The flaw originated in a widely used tool provided by Cloudflare that was meant to help manage and protect internet traffic for the affected websites. In addition to usernames and passwords, messages sent over any of these platforms -- and any other information sent via web browser to the affected sites -- could have been exposed.

Graham-Cumming said 3,400 total websites were using the tool that contained the flaw and confirmed that Uber, Fitbit and OkCupid were among those affected. He declined to name any other services that might have had user data leak due to the problem.

Ormandy said in an email that while 3,400 sites were leaking the data, they were leaking data from all of Cloudflare's customers, which is a much higher number of websites. He also said he found data from password manager service 1Password and helped purge it from search engine caches. However, 1Password's Jeffrey Goldberg, who specializes in security, wrote on Thursday that user information was safe nonetheless.

Even though the encryption that should have kept user information unreadable was broken as part of the flaw, anyone who encountered leaked information from 1Password would still have been unable to parse it. "We have designed 1Password to not depend on the secrecy provided by HTTPS," Goldberg wrote.

Uber said that passwords were not exposed and that "only a handful of session tokens" were affected and have since been changed. Fitbit said it had been assessing any potential impact on its systems' users from the Cloudflare issue, and had taken some internal measures to prevent any future damage.

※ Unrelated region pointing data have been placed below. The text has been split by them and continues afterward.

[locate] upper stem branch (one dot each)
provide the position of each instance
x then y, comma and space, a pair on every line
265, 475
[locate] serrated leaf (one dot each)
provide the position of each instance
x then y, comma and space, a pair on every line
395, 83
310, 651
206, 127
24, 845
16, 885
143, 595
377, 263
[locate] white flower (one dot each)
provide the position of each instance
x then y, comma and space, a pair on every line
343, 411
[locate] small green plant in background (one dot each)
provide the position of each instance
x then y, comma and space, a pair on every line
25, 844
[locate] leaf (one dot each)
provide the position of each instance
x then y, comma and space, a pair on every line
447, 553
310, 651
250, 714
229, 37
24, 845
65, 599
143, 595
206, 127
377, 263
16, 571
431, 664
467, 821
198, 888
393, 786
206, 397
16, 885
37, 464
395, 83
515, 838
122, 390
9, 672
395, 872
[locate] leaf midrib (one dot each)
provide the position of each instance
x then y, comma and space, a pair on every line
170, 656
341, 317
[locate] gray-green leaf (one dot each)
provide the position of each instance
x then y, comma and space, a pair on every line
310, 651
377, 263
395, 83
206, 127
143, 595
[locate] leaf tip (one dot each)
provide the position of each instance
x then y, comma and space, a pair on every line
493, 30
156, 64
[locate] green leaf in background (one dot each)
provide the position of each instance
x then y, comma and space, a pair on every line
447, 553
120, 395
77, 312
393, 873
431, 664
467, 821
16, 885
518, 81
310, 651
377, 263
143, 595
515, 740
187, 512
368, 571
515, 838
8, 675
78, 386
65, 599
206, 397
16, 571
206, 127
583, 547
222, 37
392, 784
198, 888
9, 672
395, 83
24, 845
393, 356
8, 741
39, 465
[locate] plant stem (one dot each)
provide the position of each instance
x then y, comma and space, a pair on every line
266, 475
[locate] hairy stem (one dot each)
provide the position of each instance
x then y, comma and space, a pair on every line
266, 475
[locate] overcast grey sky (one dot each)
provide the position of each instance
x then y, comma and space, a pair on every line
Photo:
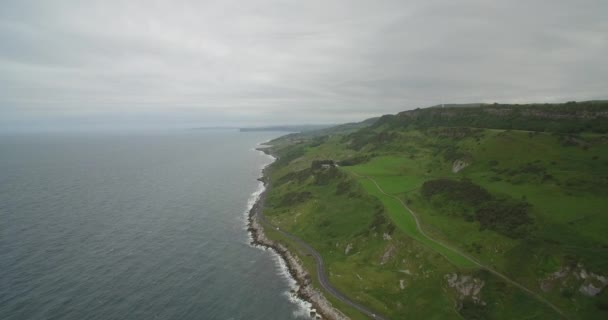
259, 62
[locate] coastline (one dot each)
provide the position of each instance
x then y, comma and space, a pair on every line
321, 307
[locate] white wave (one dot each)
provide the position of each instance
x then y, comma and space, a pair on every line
303, 308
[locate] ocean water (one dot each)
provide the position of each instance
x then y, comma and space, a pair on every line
140, 225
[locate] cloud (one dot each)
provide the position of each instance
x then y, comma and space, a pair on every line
291, 61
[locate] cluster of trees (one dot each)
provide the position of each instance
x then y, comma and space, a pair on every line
507, 216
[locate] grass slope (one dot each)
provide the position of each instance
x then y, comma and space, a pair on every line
528, 204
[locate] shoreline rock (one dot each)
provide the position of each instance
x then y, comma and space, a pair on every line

"Concerned users can change their account password, followed by logging out and in to the mobile application with the new password," the company said in a statement. The company also put together a guide for users on what they can do in response to the bug.

OkCupid also has been looking into the matter and like the others said it would take any necessary steps to protect its users. "Our initial investigation has revealed minimal, if any, exposure," said CEO Elie Seidman.

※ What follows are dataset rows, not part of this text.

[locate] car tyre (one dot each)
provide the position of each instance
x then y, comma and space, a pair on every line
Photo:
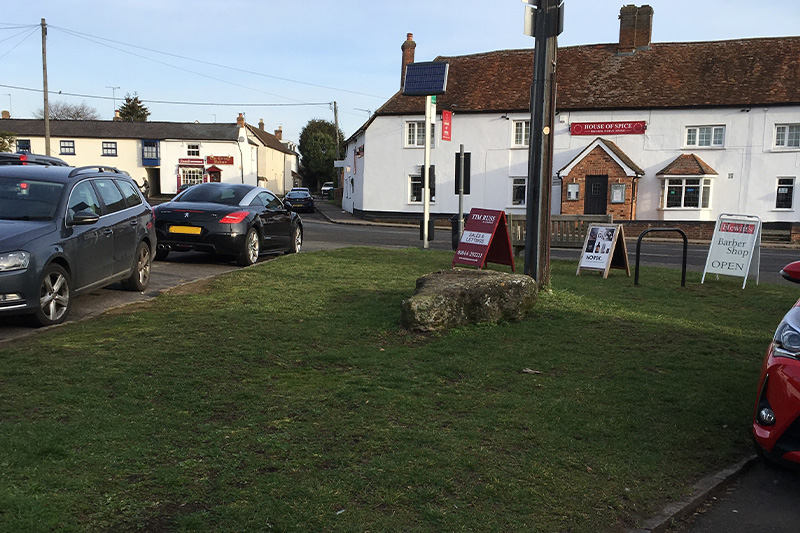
54, 296
140, 276
251, 249
297, 240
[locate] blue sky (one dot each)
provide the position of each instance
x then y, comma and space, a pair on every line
292, 54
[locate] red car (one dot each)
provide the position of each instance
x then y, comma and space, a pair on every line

A trickle of data, and then a surge

The flaw is now fixed and the leaked information has been purged from search engines, meaning it's no longer exposed on the internet. After Ormandy notified Cloudflare, the company set up a team to fix the problem in a matter of hours. The flaw has been resolved since Saturday.

The information was exposed in bits and pieces as users interacted with the affected websites starting in September. The leak peaked in the week of Feb. 13-17, Graham-Cumming said in an interview. The information would appear on the webpage in a seeming string of nonsense, which users would likely not know how to interpret, he said. The data leakage was "ephemeral" because it would disappear the second a user closed the web page.

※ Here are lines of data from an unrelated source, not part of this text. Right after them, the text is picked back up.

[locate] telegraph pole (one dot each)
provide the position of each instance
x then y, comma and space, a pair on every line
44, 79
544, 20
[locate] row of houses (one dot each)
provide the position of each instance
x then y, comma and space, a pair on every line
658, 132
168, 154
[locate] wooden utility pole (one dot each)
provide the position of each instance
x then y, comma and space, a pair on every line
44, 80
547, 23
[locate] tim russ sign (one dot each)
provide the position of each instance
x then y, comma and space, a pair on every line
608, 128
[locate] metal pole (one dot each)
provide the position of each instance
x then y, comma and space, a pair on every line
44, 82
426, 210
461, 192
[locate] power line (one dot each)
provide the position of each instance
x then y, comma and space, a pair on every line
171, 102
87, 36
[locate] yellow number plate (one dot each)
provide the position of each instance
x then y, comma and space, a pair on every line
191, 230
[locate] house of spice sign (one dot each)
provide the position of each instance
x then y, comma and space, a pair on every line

More worryingly, though, the leaked information was also cached by search engines like Google and Bing as they crawled the web and encountered the corrupted web pages.

After fixing the flaw, Cloudflare focused on erasing any trace of the leaked information from the internet. That meant working with search engines to purge the cached records of the corrupted webpages.

What's the danger?

Graham-Cumming said users don't need to worry about changing their passwords, because there's a very low chance that their login information was found by someone who knew where to look for it.

However, in his report on the bug, Google researcher Ormandy said Cloudflare's disclosure "severely downplays the risk to [Cloudflare] customers." Ormandy was referring to a draft of the disclosure he saw before Cloudflare went public with the news on Thursday.

Ormandy said via email he thinks it would be a good idea for end users of websites that use Cloudflare to change their passwords. The companies that run the websites themselves should also make internal changes, as the tools they use to secure user information were also exposed.

Originally published Feb. 23 at 7:12 p.m. PT.
Updated Feb. 24 at 9:32 a.m., 11:21 a.m., 12:22 p.m. and 3:52 p.m.: Added statements from Uber, Fitbit and OkCupid; added more commentary from Google researcher Ormandy and information about 1Password; added comment from 1Password; added link to user help page from Fitbit.